Myths were circulated about them and before long, we all forgot these were our respectable medicine men/professional herbalists who knew the land, its herbs and their purposes.
They were the very people we’d run to whenever somebody within the family got sick or ill.
Nearly every family had such a person with such knowledge and it was passed on from one generation to another.
Others would actually dream of these herbs and their purposes but it soon became unfashionable with the coming of hospitals and Western medicine.
Somehow we got the twisted notion (and I speak on behalf of the later generations) that they were dabbling in witchcraft when in actual fact they were doing what they had always been doing for generations – serving the people.
The problem was that there was a new player in town but we were oblivious of his intentions.
Little did we know that he was here to influence our culture with his own and to dilute our spirituality and beliefs till we started questioning the purity of our origins.

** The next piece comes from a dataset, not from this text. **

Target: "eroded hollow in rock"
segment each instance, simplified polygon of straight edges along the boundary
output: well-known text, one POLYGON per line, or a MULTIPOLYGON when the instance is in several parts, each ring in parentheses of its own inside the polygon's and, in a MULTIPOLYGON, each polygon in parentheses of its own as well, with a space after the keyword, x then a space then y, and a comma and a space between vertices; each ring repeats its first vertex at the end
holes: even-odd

We became more of a religious people than a spiritual people, serving more a structure and system than God, like we’d always done.

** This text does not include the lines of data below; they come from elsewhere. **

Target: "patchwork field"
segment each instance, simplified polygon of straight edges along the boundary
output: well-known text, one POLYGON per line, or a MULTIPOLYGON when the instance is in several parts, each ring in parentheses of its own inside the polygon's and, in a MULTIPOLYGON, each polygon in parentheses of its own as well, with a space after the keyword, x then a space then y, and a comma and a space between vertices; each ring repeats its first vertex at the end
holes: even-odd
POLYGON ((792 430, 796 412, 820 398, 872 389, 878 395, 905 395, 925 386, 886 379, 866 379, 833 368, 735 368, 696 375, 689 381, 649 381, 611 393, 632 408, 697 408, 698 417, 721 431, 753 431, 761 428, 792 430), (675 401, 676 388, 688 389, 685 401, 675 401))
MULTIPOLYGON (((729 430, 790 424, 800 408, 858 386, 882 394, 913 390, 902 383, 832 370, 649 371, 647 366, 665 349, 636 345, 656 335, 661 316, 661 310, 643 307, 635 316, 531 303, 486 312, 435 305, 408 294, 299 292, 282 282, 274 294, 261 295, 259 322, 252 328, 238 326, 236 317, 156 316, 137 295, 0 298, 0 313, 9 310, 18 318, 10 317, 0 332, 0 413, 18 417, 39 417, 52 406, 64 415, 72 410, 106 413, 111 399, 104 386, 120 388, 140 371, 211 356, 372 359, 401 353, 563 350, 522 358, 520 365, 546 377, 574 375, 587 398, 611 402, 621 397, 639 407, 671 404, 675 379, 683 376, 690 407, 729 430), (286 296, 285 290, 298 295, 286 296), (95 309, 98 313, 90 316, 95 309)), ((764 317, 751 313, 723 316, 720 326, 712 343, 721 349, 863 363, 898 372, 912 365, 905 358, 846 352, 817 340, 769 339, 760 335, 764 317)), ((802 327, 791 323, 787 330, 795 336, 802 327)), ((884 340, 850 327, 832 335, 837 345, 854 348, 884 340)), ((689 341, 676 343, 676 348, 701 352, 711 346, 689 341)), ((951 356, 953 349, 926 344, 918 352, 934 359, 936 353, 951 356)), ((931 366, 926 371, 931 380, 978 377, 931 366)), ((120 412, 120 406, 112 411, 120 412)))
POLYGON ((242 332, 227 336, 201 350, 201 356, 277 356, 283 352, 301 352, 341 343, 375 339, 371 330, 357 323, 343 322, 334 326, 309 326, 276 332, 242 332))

We started looking down on ourselves.
The time of reckoning only begins when a black child starts asking questions about who he/she is and his/her purpose in life.
And that normally happens when one’s eyes become open to the injustices that the black people have had to endure at the hands of the whiteman.
For as long as his/her eyes are closed, he/she will never know that even some capsules given at pharmacies are a concoction of natural herbs picked from his/her ancestors’ backyard.
I, for one, was very sceptic about herbs as I grew up.
Now that I am grown up, I know why I was sceptic.
It was because I had a twisted understanding of what Christianity was/is. I was fed on what I was told by the mfundisi at church and not what I read from the Bible.
Mfundisi’s church doctrine became the backbone of my beliefs. Lots of people in Zimbabwe today still live their lives according to what the prophet or pastor says.
Sadly, many are deceived.
They do not even bother to at least check the scriptures to confirm that what their pastor is saying agrees with what God truly expects of them as individuals or maybe the prophet like the whiteman is just trying to find a way to control the minds of people so that they can give more money to the church or rather to him (prophet).
The same thing happened to our predecessors.
Some stopped passing on age-old information and knowledge systems, like that of our plants and herbs, simply because they are now ‘Christian’ and according to the pastor, making ‘paste’ from a concoction of herbs picked up in the field in order to heal a fellow brother is devilish and evil.
How could this be evil when a life has been spared?
No spirit was conjured up from the ‘dark realm’ to pour out its powers to heal the person, just herbs and plants that God put on the earth for our consumption and use.
The day I realised I had been lied to, I became more curious about everything African, so I went back to my grandmother.
I asked her about her knowledge and understanding of herbs and she told me that everything she knew about plants and herbs was taught to her by my great-grandmother, Japi.
In other words, it’s information passed down through the ages and could be as old as the earth we walk upon.
She (VaChinhobvu) did not dream dreams like others, neither did she see visions or hear voices.
She was simply told and shown.
How different then is that from a person who goes to school to learn medicine?
We just had a different way of doing things and that too should be respectable.
At 94, VaChinhobvu is a Christian, but her Christianity has not deleted old VaJapi’s lessons.
Over the years, Westernisation has reprogrammed our thinking, programming us to accept Western culture over our own.
We have subconsciously looked away from our own capabilities and focused on what others are doing, but I would like to believe that now is the time for us to look to ourselves.
As Africans we need to look to ourselves to find our way back to greatness because it is from within that we find true liberation from colonial mental shackles.